Regardless of what changes may come about, Ms. Yates said it would be done through partnership.
“It’s not going to just be on Animal Services. We’re going to really have to look at our partnerships and the organizations and how can we dovetail and support each other in moving our whole community forward with this,” she said. “I think the fact that I’m a known entity and I have really strong ties to the community, I think there’s a lot of trust since I’ve been working on these issues for a long time here. I think that will help. We’ve navigated some challenges over the past two decades. I don’t look at this so much as a challenge but just a tremendous opportunity.”

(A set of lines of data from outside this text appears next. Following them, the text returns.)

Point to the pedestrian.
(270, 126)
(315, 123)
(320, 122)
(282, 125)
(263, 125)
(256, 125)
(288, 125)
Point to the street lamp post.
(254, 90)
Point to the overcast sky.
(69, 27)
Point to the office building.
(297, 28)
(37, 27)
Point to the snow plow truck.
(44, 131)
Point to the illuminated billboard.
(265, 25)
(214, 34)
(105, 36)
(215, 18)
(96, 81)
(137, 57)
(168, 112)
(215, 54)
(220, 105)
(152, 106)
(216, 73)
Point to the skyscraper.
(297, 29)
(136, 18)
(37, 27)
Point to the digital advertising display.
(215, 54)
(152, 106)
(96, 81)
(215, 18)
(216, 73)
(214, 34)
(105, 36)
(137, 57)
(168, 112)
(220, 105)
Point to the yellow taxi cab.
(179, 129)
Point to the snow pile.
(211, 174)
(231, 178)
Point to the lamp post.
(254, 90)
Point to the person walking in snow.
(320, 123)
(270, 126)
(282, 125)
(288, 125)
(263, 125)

Ms. Yates currently owns one pet, a 13-year-old tabby cat named Alfalfa, who arrived at ASAP when he was just one day old.
“I’ve raised him since he weighed probably about three ounces,” she said. “He’s 13 lbs. now. I’m the only mom he’s ever known. I bottle-fed him just like an infant through the night.”
Ms. Yates tried to introduce a new cat into her home a few months ago, though Alfalfa made it clear that he would be the only cat in the home.
“He went on a hunger strike and refused to eat,” she said. “A lot of drama and some vet bills, and I finally said, ‘Alright, I surrender. You’re going to be the king of the house.’”
One could say she is well qualified for her new position. Her mother served as a docent at the Houston Zoo when she was growing up, allowing her to handle snakes, lizards, ferrets, a skunk and even a hedgehog. Her master thesis in graduate school was on sharks.
“I’ve kind of run the gamut,” she said. “I haven’t run into animals that challenge me. I’m fascinated by them. There’s always something to learn.”